The next Angle/Paul

THE NEXT ANGLE/PAUL…. Nevada’s Sharron Angle and Kentucky’s Rand Paul are noteworthy because they’re extraordinary — it’s simply not common for radical ideologues on the fringes of American political thought to win major-party primaries for the U.S. Senate. Candidates like Angle and Paul come around from time to time, and generate some extremist excitement, but cooler heads traditionally prevail. This year, Angle and Paul actually won their respective primaries, and may yet join the Senate.

But what’s especially important right now is that while Angle and Paul collectively set the bar for painfully ridiculous 21st-century Senate candidates, there are others who may qualify for their right-wing contingent.

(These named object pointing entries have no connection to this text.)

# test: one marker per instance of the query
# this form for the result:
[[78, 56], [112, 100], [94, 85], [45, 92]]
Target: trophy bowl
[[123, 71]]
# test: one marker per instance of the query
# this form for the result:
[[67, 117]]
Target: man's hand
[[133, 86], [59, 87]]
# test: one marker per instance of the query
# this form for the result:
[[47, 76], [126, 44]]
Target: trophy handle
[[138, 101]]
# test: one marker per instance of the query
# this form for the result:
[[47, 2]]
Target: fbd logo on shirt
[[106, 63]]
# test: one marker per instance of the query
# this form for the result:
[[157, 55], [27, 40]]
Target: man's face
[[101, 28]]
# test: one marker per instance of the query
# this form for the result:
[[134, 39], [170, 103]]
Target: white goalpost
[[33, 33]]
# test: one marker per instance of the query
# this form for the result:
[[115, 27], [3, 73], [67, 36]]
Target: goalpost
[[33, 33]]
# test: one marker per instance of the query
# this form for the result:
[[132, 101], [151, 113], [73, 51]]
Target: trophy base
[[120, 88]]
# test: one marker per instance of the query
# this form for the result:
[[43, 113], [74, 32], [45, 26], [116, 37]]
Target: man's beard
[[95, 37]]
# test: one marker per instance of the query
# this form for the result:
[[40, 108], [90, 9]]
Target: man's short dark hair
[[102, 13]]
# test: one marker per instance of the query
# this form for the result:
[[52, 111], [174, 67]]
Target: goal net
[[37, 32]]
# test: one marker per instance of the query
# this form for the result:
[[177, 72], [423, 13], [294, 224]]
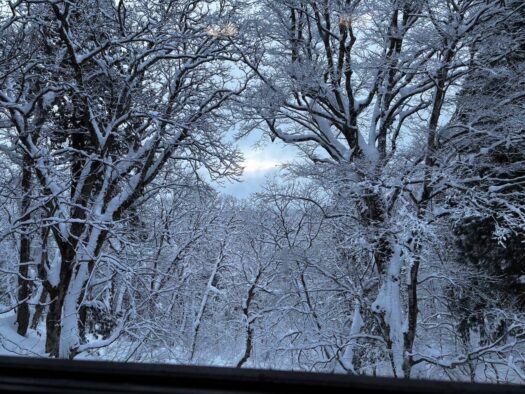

In Wisconsin, there’s a case to be made that GOP Senate hopeful Ron Johnson fits comfortably in Angle/Paul fringe. In Florida, some have made the case that Marco Rubio is of their ilk. In Pennsylvania, former Rep. Pat Toomey is clearly hanging onto the far-right cliff of his party.

And there’s Colorado’s Ken Buck, who is arguably the strongest choice to complete a crazed triumvirate with Sharron Angle and Rand Paul.

He’s questioned the constitutionality of Social Security, toyed with phasing out the federal student loan program and spoken of lowering the wall that separates church and state.

Meet Ken Buck, the Colorado Republican Senate primary candidate who looks like the next Rand Paul or Sharron Angle…. Like Paul and Angle, whose post-nomination rollouts were notably rocky, the upstart Weld County district attorney carries with him similar made-for-cable-TV political baggage. And like those two, Buck’s more unconventional statements haven’t received a full vetting yet.

Democrats promise — and Republicans fully expect — that will change if Buck continues his trajectory against former Lt. Gov. Jane Norton in the Aug. 10 primary contest.

Buck hasn’t been shy about trashing Social Security, calling for the end of the federal student loan program, announcing his opposition to church-state separation, and even supporting “Birther” craziness.

Buck, of course, is being rewarded for his extremism. The Republican establishment recruited former Lt. Gov. Jane Norton into the race, and considered her the likely nominee. But Buck has struck a chord with the party’s hysterical base, and appears well positioned to defeat Norton in the GOP primary.

Whether the statewide mainstream — in any of the states with right-wing candidates — finds this brand of extremism compelling remains to be seen.